2. Örgütsel Yeniden Yapılanma: CHP, toplumsal dinamiklere hitap edebilecek bir örgütsel yapıya kavuşmalıdır. Farklı toplumsal kesimlerle daha güçlü bağlar kurabilen, katılımcı ve yerel dinamiklere dayalı bir örgütlenme modeline geçilmelidir.
3. Delege Sistemi Değişikliği: Parti içi demokrasi ve yenilikçiliği teşvik edecek bir delege sistemi reformu yapılmalıdır. Bu sistem, parti tabanının daha geniş bir temsiliyetini sağlamalı ve liderlik yapısını daha kapsayıcı hale getirmelidir.
SOSYAL DEMOKRASİNİN KÜRESEL KRİZİ NASIL AŞILABİLİR?

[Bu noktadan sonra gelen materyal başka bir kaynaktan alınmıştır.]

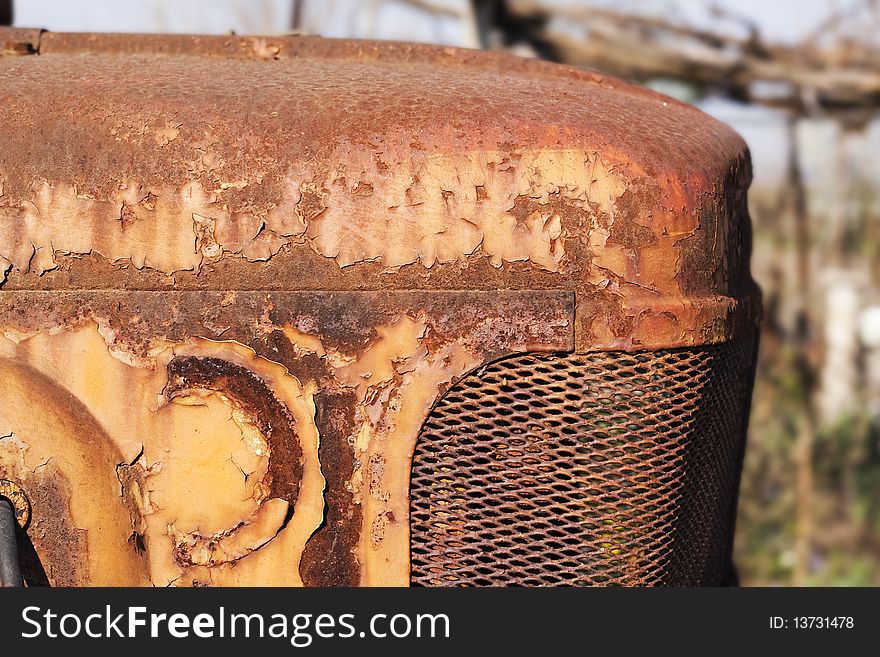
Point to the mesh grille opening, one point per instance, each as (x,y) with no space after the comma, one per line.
(609,468)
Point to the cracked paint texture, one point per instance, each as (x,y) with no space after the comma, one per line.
(232,302)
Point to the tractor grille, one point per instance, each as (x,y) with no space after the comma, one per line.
(608,468)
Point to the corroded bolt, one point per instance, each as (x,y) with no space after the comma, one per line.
(20,503)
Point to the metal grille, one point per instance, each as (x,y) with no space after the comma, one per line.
(609,468)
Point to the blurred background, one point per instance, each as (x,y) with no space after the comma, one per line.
(800,80)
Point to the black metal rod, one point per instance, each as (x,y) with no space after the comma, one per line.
(10,569)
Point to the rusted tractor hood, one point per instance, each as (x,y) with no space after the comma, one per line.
(237,273)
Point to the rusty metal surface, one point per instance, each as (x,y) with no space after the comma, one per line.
(302,163)
(609,469)
(175,343)
(310,241)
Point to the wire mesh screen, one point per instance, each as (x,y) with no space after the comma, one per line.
(608,468)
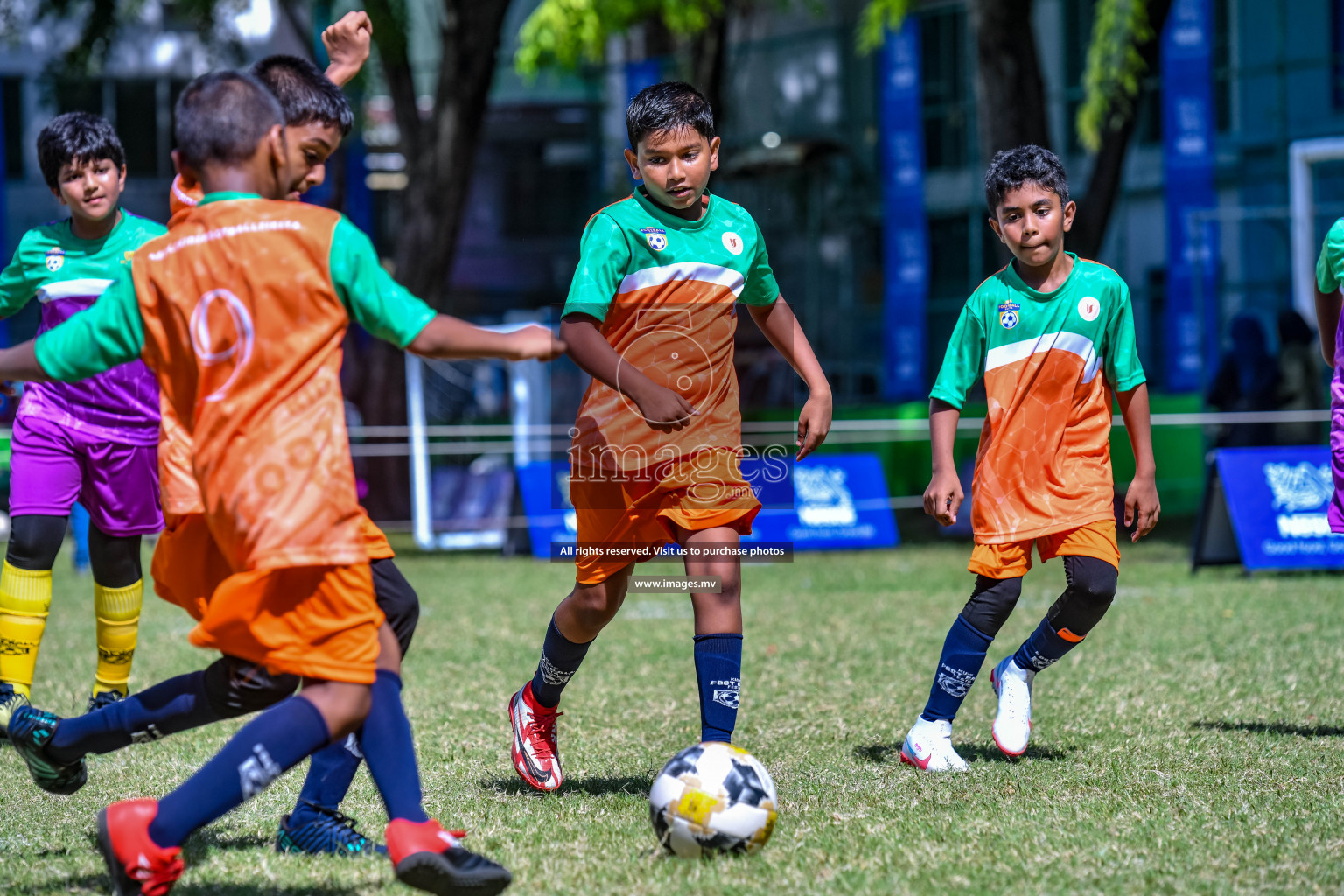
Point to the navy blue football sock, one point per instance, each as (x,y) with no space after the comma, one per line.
(561,659)
(165,708)
(266,746)
(962,654)
(330,774)
(1042,648)
(718,670)
(390,751)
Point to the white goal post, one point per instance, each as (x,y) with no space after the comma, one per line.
(1301,156)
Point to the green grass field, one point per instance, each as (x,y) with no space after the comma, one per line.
(1195,743)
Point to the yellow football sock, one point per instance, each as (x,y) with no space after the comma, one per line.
(24,601)
(118,626)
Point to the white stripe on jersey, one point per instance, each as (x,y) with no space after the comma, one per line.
(726,277)
(89,288)
(1071,343)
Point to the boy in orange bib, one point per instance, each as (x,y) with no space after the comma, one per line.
(240,311)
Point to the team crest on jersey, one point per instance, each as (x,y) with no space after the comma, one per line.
(656,238)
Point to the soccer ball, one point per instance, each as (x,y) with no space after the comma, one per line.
(712,798)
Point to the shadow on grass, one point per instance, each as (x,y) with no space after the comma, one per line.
(626,785)
(1273,728)
(970,752)
(102,884)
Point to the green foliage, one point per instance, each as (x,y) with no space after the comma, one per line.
(875,19)
(1115,69)
(566,32)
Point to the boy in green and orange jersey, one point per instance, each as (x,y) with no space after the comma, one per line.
(241,311)
(1053,335)
(651,315)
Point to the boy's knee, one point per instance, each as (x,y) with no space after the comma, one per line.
(598,602)
(990,604)
(1092,589)
(237,687)
(35,540)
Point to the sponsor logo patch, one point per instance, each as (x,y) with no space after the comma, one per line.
(656,238)
(956,682)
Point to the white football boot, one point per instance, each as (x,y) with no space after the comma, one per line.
(1012,723)
(929,747)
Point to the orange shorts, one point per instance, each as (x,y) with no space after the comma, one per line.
(187,566)
(1012,560)
(637,514)
(318,622)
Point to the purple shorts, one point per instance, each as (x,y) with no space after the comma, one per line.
(52,468)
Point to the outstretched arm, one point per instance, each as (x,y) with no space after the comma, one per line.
(449,338)
(944,496)
(660,407)
(780,326)
(1141,504)
(347,46)
(20,363)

2008 ekonomik krizi ve mülteci meselesi, Avrupa'da sosyal demokrat partilerin iktidardan düşmesine neden olmuş ve sağ-liberal, hatta faşist partilerin yükselişiyle sonuçlanmıştır. Sosyal demokrasinin küresel düzeyde yaşadığı bu yönetememe krizi, Türkiye gibi ülkelerde de benzer sorunlarla kendini göstermektedir.
Bu bağlamda, Türkiye'de sosyal demokrasinin yeniden canlanması, CHP'nin yapısal reformlar gerçekleştirmesine ve toplumsal ihtiyaçlara dayalı bir siyaset anlayışı geliştirmesine bağlıdır. CHP'nin, yerinden yönetim ve katılımcı demokrasi modeli gibi sosyal demokrat ilkeleri daha da ileri taşıması, Türkiye'yi mevcut krizden çıkarmanın yanı sıra, sosyal demokrasinin küresel krizi için de bir çözüm modeli sunabilir.
Sonuç olarak, Türkiye'nin bu karanlık ve kaotik ortamdan kurtarılması için reforme edilmiş bir CHP'ye ihtiyaç vardır. CHP'nin bu yeni siyaset anlayışı, Türkiye'de demokrasinin yeniden inşası için önemli bir adım olacaktır.